Chi è l’ideatore di questa disciplina?
«Ad ideare questa disciplina è stato Jon Kabat-Zinn, biologo molecolare statunitense e docente della Università della California – Los Angeles (UCLA) che nel 1979 inventò un programma di riduzione dello stress per applicarlo su persone per cui medicina classica non poteva fare più niente».

Quali sono le possibili applicazioni?
«Kabat-Zinn ha sviluppato il suo protocollo focalizzandosi sulla riduzione dello stress e dell’ansia. Ci sono però molte altre applicazioni. Ad esempio, c’è la mindfulness combinata alla terapia cognitivo comportamentale, il mindful eating, sia per chi ha disturbi alimentari che per chi vuole aumentare la consapevolezza nel rapporto con il cibo; c’è poi un protocollo proprio per i bambini e uno specifico per le donne in gravidanza, che sono in un periodo complicato che può essere molto stressante».

Quali sono i benefici che si possono trarre da questa pratica?
«Con la riduzione dell’ansia e dello stress c’è anche un miglioramento della capacità di gestione delle emozioni e dell’umore attraverso l’aumento delle emozioni positive. Aumenta inoltre l’intelligenza emotiva e l’interconnessione con l’altro, cioè la capacità di capire le emozioni altrui.

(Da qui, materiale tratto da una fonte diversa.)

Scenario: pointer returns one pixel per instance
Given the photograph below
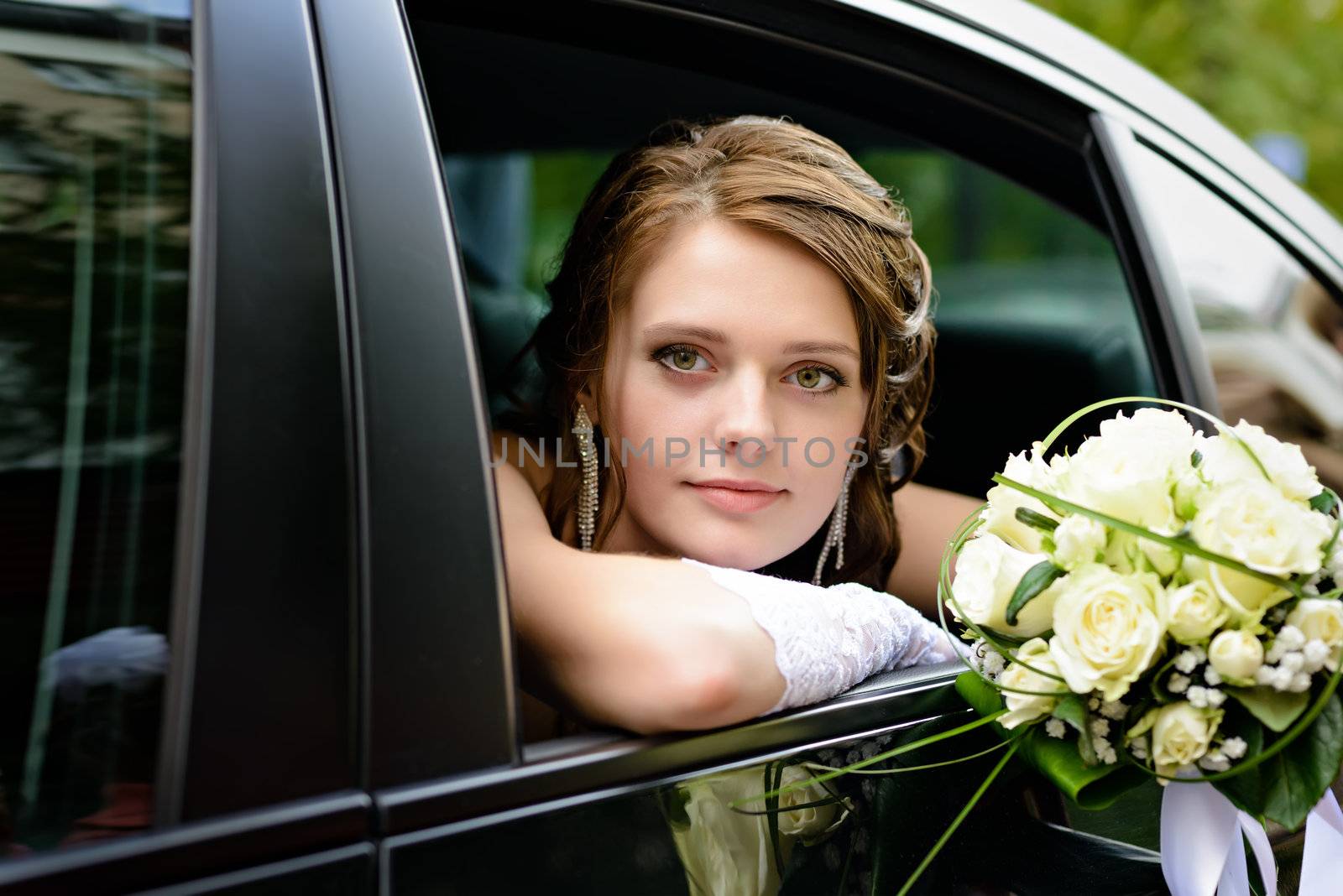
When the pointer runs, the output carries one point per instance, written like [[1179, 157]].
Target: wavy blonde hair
[[782, 177]]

Molto interessanti sono anche gli effetti sul cervello. Si verificano infatti delle vere e proprie modifiche strutturali, come un aumento del volume cerebrale nelle aree che sono predisposte alle emozioni positive, alla regolazione delle emozioni, all’attenzione e alla memoria.

C’è poi un effetto neuroprotettivo perché la mindfulness va ad abbassare i livelli di cortisolo che sono aumentati dallo stress favorendo la plasticità neurale e aumentando le dimensioni dell’ippocampo in cui avviene la neurogenesi.

Ci sono poi effetti positivi sul sistema immunitario e sul dolore di tipo cronico».

Dal punto di vista pratico, cosa prevede il protocollo mindfulness?
«Di base il percorso prevede otto incontri, uno a settimana, e viene fatto in gruppo, in modo da stimolare la condivisione di esperienze utili anche per gli altri. Durante i vari incontri si fanno insieme delle pratiche di meditazione o yoga, o entrambe. Ci sono poi dei “compiti” da fare a casa tutti i giorni per almeno 40 minuti.

C’è poi un nono incontro che sarebbe la giornata del silenzio, cioè una giornata di 6/8 ore in cui i partecipanti sono in silenzio e l’insegnante conduce meditazioni, pratiche di yoga, etc. A fine giornata si ridà la parola e si condivide l’esperienza.

Kabat-Zinn notò che dopo le 8 settimane si sviluppa il cervello mindfulness, ma si potrà comunque continuare a praticare scegliendo le modalità e tempi che si preferiscono».

Insomma, una pratica quanto mai utile, soprattutto in questo momento storico.

Ringraziamo la Dott.ssa Pinto per questi spunti che ci auguriamo possano essere interessanti per i nostri lettori!